Investment schemes

29 October 2019

Why this risk matters

Dubious investment schemes can cause great harm to people. Despite warning notices and some high-profile cases, some firms are still involved. The victims of these schemes can lose their pensions or life savings.

Who is at risk?

Anyone with money to invest can be targeted by fraudsters. Research from a few years ago suggested that over-55s were the most likely group to be affected. The FCA has found that people over 65, with £10,000 or more in savings, were 3.5 times more likely to fall victim than the rest of the population.

However, this profile might be changing. Recent research has found that the average age of an investment fraud victim was around 40 years old, calling into question if it is just the older generation that are targeted by these scams.1

You can see this change from the types of scams that are happening. For example, investment scams targeting Instagram users recently cost consumers more than £3m, with average losses of nearly £9,000 per person. The types of products offered are changing too, with promoters offering investments in cryptocurrencies and social media scams. Unlike schemes such as fine wine investments or land banking, many of these are clearly aimed at younger people.

You are also at risk from these schemes. Your involvement could help a fraudster to legitimise a transaction. People trust solicitors. Mentioning their regulated status, and associated compensation fund protections, lends more credibility to these schemes.

What is the impact?

The scale and nature of these schemes is constantly changing. What does not change are the lasting financial and wellbeing effects these scams have on their victims.

Even if the elderly are no longer the most likely to be targeted, they still seem to be affected far worse than younger generations. These people can, and often do, lose their savings, their health and their independence because of these scams.

We recommend

To help you and your firm comply:

Know your obligations

You must not let promoters use your client account to avoid rules preventing improper movements of money. Rule 14.5 of the Accounts Rules prohibits you from allowing anyone to use your client account as a banking facility. There is no reason why money that an investor is paying to an investment scheme needs to pass through your client account.

You must make sure you do not mislead or take unfair advantage of anyone. For example:

  • do not agree to help make a scheme look as if it is a legal transaction when it is not, for example if an investment scheme uses the language of conveyancing
  • do not allow anyone to use your regulatory protections or status in promotional materials for a scheme
  • do not give anyone the impression that they are a client if they are not
  • remember that an honest investment scheme does not need a solicitor to give it credibility.

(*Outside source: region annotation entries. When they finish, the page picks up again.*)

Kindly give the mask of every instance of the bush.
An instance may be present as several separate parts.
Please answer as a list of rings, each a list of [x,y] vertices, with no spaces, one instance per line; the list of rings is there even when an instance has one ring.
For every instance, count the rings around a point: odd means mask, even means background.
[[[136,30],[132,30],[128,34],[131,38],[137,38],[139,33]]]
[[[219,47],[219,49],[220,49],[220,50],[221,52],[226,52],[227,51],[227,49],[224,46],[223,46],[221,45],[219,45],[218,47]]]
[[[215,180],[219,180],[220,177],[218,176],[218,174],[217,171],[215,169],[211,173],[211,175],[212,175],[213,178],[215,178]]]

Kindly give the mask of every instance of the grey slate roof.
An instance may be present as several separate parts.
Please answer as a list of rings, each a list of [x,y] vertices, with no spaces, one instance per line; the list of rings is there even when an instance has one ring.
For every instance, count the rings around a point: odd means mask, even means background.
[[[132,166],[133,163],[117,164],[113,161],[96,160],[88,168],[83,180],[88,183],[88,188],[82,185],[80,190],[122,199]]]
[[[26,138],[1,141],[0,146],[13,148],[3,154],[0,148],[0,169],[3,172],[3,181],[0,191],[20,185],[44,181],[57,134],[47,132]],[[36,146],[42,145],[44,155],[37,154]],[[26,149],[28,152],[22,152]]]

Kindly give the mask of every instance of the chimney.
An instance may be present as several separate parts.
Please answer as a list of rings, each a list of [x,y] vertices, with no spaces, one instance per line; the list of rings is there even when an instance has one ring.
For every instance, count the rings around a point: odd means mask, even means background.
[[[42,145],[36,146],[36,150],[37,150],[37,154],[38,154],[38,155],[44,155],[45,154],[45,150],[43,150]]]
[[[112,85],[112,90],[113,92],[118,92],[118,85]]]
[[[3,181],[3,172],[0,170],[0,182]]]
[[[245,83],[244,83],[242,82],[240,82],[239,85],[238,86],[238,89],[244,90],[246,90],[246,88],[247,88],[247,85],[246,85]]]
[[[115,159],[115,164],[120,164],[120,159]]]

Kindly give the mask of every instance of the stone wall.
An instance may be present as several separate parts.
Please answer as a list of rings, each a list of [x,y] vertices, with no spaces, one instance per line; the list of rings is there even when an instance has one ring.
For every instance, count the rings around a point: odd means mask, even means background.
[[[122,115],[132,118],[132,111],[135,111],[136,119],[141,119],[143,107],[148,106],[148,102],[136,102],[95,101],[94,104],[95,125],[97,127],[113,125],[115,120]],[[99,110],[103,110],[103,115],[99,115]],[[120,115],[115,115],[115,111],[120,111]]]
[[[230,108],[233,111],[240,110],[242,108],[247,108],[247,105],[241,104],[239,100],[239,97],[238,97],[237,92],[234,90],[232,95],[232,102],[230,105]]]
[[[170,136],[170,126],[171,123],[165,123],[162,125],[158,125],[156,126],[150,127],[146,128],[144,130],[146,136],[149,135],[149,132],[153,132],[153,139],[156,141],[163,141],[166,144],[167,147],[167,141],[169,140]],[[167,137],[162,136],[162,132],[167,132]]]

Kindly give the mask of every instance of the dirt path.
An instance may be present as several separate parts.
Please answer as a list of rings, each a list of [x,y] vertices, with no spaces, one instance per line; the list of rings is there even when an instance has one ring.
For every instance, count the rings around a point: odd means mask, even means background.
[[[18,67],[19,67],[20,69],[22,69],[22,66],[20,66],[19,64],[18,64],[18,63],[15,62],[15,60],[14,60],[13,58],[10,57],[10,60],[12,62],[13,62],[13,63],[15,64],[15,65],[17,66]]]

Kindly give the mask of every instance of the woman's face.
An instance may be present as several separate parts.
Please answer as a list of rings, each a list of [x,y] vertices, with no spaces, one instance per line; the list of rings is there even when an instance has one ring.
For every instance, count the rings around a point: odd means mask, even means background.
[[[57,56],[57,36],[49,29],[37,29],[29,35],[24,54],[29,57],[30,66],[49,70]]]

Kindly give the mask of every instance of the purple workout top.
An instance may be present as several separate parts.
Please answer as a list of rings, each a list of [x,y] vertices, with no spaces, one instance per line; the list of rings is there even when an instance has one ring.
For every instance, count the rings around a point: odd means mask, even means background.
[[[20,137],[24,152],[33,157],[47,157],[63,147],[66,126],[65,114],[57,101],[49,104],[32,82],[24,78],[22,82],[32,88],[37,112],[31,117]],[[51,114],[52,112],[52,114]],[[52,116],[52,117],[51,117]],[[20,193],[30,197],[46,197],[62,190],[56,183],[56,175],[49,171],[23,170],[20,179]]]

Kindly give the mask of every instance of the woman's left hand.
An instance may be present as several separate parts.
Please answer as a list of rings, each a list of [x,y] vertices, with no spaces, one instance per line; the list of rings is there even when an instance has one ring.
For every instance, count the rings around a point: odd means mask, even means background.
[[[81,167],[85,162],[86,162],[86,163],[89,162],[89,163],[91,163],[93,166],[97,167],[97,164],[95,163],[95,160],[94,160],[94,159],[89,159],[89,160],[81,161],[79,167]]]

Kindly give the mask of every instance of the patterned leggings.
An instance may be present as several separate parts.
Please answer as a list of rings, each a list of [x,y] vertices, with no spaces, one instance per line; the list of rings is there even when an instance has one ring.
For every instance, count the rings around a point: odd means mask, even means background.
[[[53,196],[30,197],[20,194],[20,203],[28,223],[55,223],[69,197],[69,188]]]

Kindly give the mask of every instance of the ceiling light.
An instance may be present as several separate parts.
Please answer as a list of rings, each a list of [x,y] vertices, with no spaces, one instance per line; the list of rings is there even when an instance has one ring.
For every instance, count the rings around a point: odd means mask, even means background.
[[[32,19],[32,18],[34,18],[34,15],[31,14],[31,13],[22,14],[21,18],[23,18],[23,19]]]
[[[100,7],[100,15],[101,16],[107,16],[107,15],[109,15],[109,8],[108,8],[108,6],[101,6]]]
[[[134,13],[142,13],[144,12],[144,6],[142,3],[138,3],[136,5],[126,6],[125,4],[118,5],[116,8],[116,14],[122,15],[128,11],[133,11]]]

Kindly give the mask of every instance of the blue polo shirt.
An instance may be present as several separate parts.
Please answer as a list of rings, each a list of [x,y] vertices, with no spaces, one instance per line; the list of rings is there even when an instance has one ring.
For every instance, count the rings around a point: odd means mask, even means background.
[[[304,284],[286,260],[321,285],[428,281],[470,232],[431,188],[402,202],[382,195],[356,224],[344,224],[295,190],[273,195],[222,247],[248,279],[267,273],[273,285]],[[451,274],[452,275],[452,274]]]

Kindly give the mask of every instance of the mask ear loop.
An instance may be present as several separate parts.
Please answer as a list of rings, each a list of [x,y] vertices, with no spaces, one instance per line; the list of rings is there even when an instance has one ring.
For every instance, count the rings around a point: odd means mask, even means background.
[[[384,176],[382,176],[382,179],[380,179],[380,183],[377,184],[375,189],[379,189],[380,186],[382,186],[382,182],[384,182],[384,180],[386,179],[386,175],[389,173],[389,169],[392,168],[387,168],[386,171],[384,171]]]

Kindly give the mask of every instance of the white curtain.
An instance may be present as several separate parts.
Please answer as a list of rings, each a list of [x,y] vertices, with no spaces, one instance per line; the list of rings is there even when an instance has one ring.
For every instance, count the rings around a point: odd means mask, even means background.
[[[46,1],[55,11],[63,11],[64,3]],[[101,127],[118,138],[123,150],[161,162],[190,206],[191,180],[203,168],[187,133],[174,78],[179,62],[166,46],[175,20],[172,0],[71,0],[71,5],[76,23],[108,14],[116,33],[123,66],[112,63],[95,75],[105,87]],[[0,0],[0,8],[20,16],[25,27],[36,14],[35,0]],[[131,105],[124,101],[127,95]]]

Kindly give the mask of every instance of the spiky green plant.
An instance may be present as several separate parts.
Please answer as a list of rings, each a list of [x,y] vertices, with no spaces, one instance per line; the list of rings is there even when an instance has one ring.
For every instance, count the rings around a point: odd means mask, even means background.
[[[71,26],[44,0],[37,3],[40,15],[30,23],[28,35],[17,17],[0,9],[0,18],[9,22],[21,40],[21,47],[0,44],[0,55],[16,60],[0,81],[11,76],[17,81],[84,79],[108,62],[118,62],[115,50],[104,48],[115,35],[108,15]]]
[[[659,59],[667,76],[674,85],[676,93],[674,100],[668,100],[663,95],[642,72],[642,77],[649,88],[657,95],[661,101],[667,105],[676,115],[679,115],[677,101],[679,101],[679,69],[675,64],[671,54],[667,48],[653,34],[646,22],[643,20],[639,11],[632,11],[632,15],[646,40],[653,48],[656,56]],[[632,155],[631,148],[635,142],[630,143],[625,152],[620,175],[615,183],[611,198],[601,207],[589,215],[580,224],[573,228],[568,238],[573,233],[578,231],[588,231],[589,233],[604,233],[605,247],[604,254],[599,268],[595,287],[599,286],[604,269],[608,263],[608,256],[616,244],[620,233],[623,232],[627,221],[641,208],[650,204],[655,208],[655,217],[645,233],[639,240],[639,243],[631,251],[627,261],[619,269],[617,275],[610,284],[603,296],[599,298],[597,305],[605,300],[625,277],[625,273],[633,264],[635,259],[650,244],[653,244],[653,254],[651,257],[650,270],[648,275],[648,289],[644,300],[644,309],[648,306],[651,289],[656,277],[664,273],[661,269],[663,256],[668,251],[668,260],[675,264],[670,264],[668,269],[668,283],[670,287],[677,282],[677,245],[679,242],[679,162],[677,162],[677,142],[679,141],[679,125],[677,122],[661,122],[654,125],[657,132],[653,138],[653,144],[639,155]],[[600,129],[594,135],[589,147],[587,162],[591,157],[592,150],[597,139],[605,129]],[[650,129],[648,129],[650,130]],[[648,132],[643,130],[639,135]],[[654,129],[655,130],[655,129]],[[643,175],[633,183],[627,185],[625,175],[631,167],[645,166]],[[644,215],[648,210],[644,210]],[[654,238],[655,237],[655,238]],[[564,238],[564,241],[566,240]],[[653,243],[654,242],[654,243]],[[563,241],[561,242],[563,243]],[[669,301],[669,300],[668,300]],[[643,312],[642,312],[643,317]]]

Our warning notices on investment schemes give detailed information on your obligations.

Have the right controls

The most important way to make sure you do not get involved in a dubious scheme is to carry out due diligence on any promoter who wants you to act in a transaction.

If you know the red flags of a questionable investment scheme, you will be in a better position to recognise them and avoid being involved.

It can help if you carefully analyse any complaints or contact from people who are not clients but are affected by a transaction. This may help you identify if the scheme is legitimate.

Understand your clients

Knowing how an investment client may be vulnerable will help you to protect their interests.

Find more information

The FCA’s Scam Smart page contains advice on recognising the warning signs of investment fraud.

The Money Advice Service and Action Fraud also give advice on how to spot an investment scam.

What we are doing

Regulating based on evidence

We have carried out a thematic review of cases where solicitors have been involved in questionable investment schemes.

This aimed to help us better understand the evolving nature of this risk, and how solicitors are unknowingly becoming involved.

Taking appropriate action

In the first three quarters of 2019, we began investigations into 30 cases involving questionable investment schemes, compared to 27 in the same period in 2018.

Where solicitors have become involved, we have taken action including referrals to the SDT. This has led to high fines, suspensions, and strike offs.

Helping the public

We have published guidance for the public to help them not to fall victim.

We are currently conducting research with the public. We are using this to help us understand what makes people fall for scams.

  1. DeLiema, M., Mottola, G. R., & Deevy, M. (2017). Findings from a Pilot Study to Measure Financial Fraud in the United States.